Even so, even with the laughter and gleam in her eyes, oddly enough, she sat there like the eye of a hurricane, the only calm in the room. The center around which all else spun. It was her special gift, he thought, a sense not so much of tranquility in the madness, but of a lodestone which drew everything to it. He wondered if she even realized it.
He was fascinated by it, by her. He wanted to be pulled into her orbit, to let her calm him as she did the little ones too enlivened by too much sugar and too many co-conspirators to settle. He wanted to see what that magic could work on a man who had seen and done too much and was about to head off to face more. He selfishly wanted her to focus all that magic on him.

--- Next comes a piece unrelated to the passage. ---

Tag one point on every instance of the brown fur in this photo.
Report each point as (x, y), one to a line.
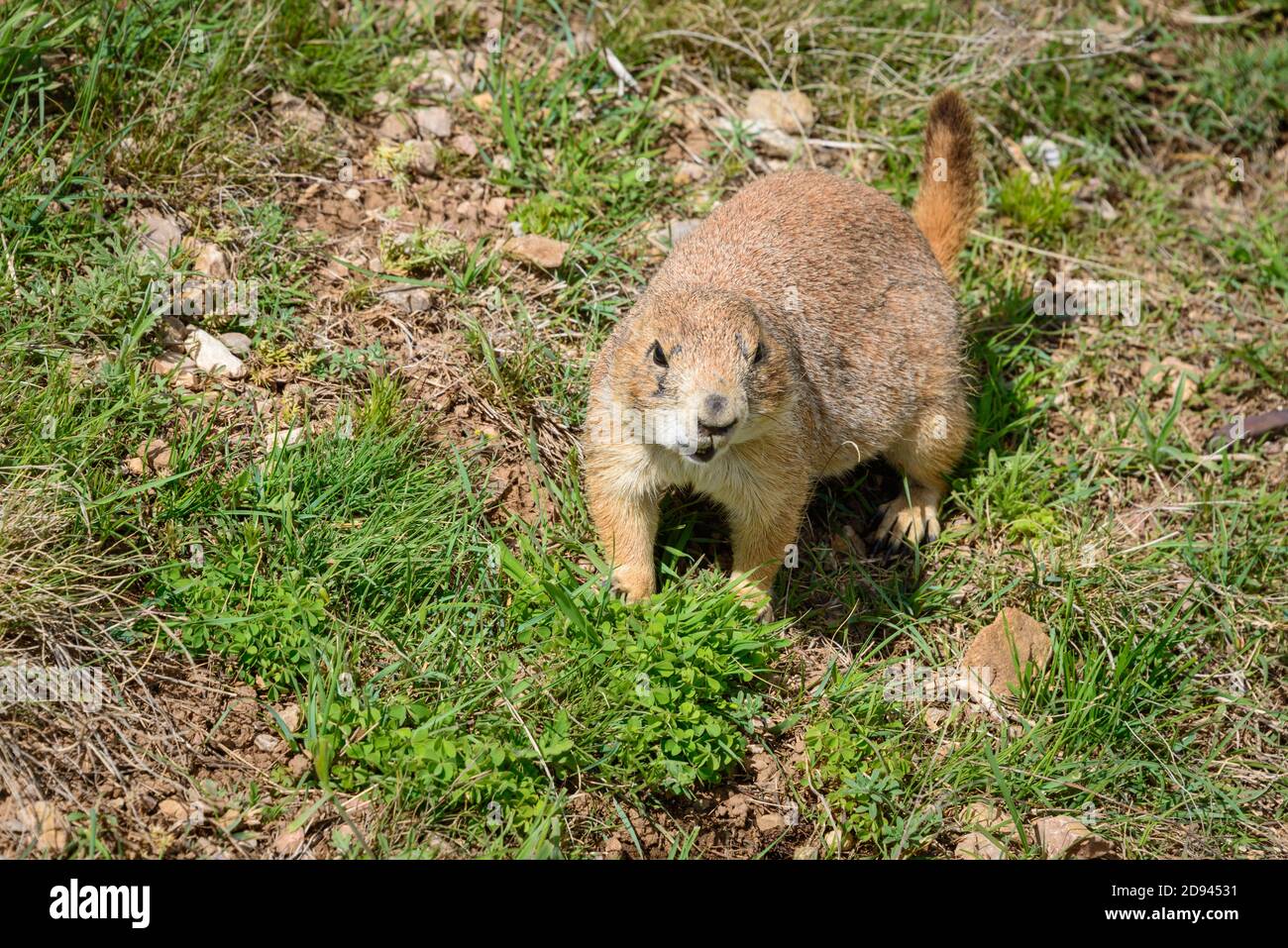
(805, 326)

Was he selfish enough to wish he could convince her that it might be fun to delve beneath that air of calm she wore like a protective cloak to find the furnace beneath? He knew it was there. He had tasted it on her lips, heard it in the rasp of her breath as they had kissed, traced it with his thumb across the furious pace of the pulse there at the base of her sleek throat. He could strip that cloak bare; he knew it. He could waken the sleeping sensuality that had scorched him the two times he had kissed her. Gods and little green fish, but he wanted to be inside of her. He wanted to hear her scream his name, wanted…
Grey dragged in a ragged breath and looked off before he gave himself away even to the children. Maybe he could talk her into leaving. Surely, they had spent enough time entertaining all the Packhams. Tossing back his latest glass of champagne, he headed her way.
He’d only made it three steps when a young man stepped into his path. Blast. Georgie’s brother. It had to be. He had those same green, green eyes and that broad forehead. Thirteen, maybe fourteen years old, his limbs still out of proportion to his thin torso, ankles, and wrists visible beyond the hem of his suit, and shoes completely outsized for his age. He was frowning with intent.
Grey ruthlessly reined in his previous aim. He wasn’t getting to his wife as soon as he thought.
“My lord...” The boy began, his voice balanced perilously close to breaking.